Nor is Proctor unique.
Across the state:
l West Ada School District’s model of moving gradually from online toward in-person instruction at least part of the time is too slow for some parents. They targeted the entire school board — Chairman Ed Klopfenstein, Steve Smylie, Philip Neuhoff, Rene Ozuna, and Amy Johnson —— for a recall election next March.

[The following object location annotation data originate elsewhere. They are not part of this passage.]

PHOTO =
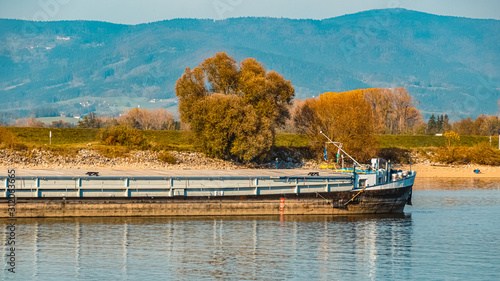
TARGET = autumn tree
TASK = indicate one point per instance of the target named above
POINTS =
(234, 110)
(344, 117)
(394, 111)
(90, 121)
(464, 127)
(483, 125)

l In Idaho Falls, where the state is seeing some of its highest rates of infection, school board members Hillary Radcliffe, Elizabeth Cogliati and board chairwoman Lara Hill are facing a recall campaign after they transferred high school students to distance learning part of the week.
Among the recall organizers is lame duck state Rep. Bryan Zollinger, R-Idaho Falls.
l Maintaining a hybrid instruction system is only part of the reason Pocatello-Chubbuck School Board members Jackie Cranor, Janie Gebhardt and Dave Mattson are facing a recall. Organizers also didn’t appreciate the school board removing the Pocatello High School Indians mascot.
l It was too much for Boise school trustee Troy Rohn, who called it quits last month. “In my opinion both our federal and state governments have shirked their responsibilities in leaving these decisions to local school boards who have no expertise in these medical matters,” he said.
It’s one thing to face voter pressure over an unpopular school bond or even a supplemental levy. But who signs up to handle a once-in-a-century pandemic because nobody from the president to the governor and even some health districts was willing to take charge?
Even if some of the recalls succeed and these communities find someone who is willing to accept the same level of grief in what is essentially a volunteer position, they’ll still face the same daunting choices.
You can change the school board. But you can’t change the facts. — M.T.